Canary or Experimental Services¶

Use a short TTL for services under test or experimentation to allow fast DNS propagation when making changes, allowing easy rollback and testing.

Provider-Specific Optimization¶

Some DNS providers charge per query or have query rate limits. Adjusting the TTL lets you:

Reduce costs
Avoid throttling
Manage DNS traffic load efficiently

Regulatory or Contractual SLAs¶

Certain environments may require TTL values to align with:

Regulatory guidelines
Legacy system compatibility
Contractual service-level agreements

Autoscaling Node Pools in GCP (or Other Cloud Providers)¶

In environments like Google Cloud Platform (GCP) using private node IPs for DNS resolution, ExternalDNS may register node IPs with a default TTL of 300 seconds.
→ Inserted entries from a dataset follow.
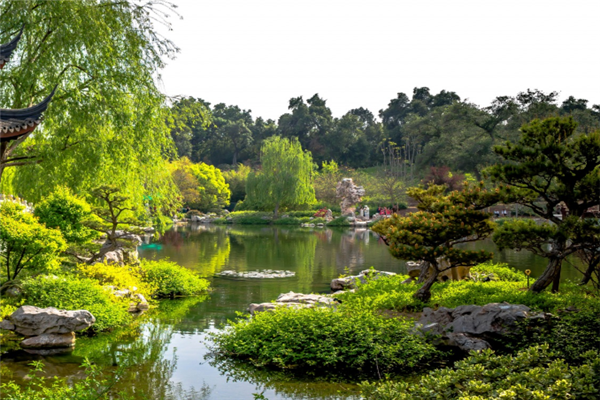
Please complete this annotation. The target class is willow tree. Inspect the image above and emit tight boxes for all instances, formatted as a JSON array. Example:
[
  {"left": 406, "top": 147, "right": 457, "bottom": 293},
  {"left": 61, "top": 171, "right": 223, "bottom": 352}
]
[
  {"left": 244, "top": 136, "right": 316, "bottom": 218},
  {"left": 0, "top": 0, "right": 177, "bottom": 211},
  {"left": 372, "top": 184, "right": 498, "bottom": 302},
  {"left": 487, "top": 117, "right": 600, "bottom": 293}
]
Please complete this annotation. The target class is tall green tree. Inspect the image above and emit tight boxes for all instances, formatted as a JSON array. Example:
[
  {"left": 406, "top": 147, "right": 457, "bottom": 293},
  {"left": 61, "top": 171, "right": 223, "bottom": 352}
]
[
  {"left": 487, "top": 117, "right": 600, "bottom": 293},
  {"left": 244, "top": 136, "right": 316, "bottom": 218},
  {"left": 0, "top": 0, "right": 177, "bottom": 211}
]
During autoscaling events (e.g., node addition/removal or upgrades), DNS records may remain stale for several minutes, causing traffic to be routed to non-existent nodes.

By using the TTL annotation you can:

Reduce TTL to allow faster DNS propagation
Ensure quicker routing updates when node IPs change
Improve resiliency during frequent cluster topology changes
Fine-grained TTL control helps avoid downtime or misrouting in dynamic, autoscaling environments.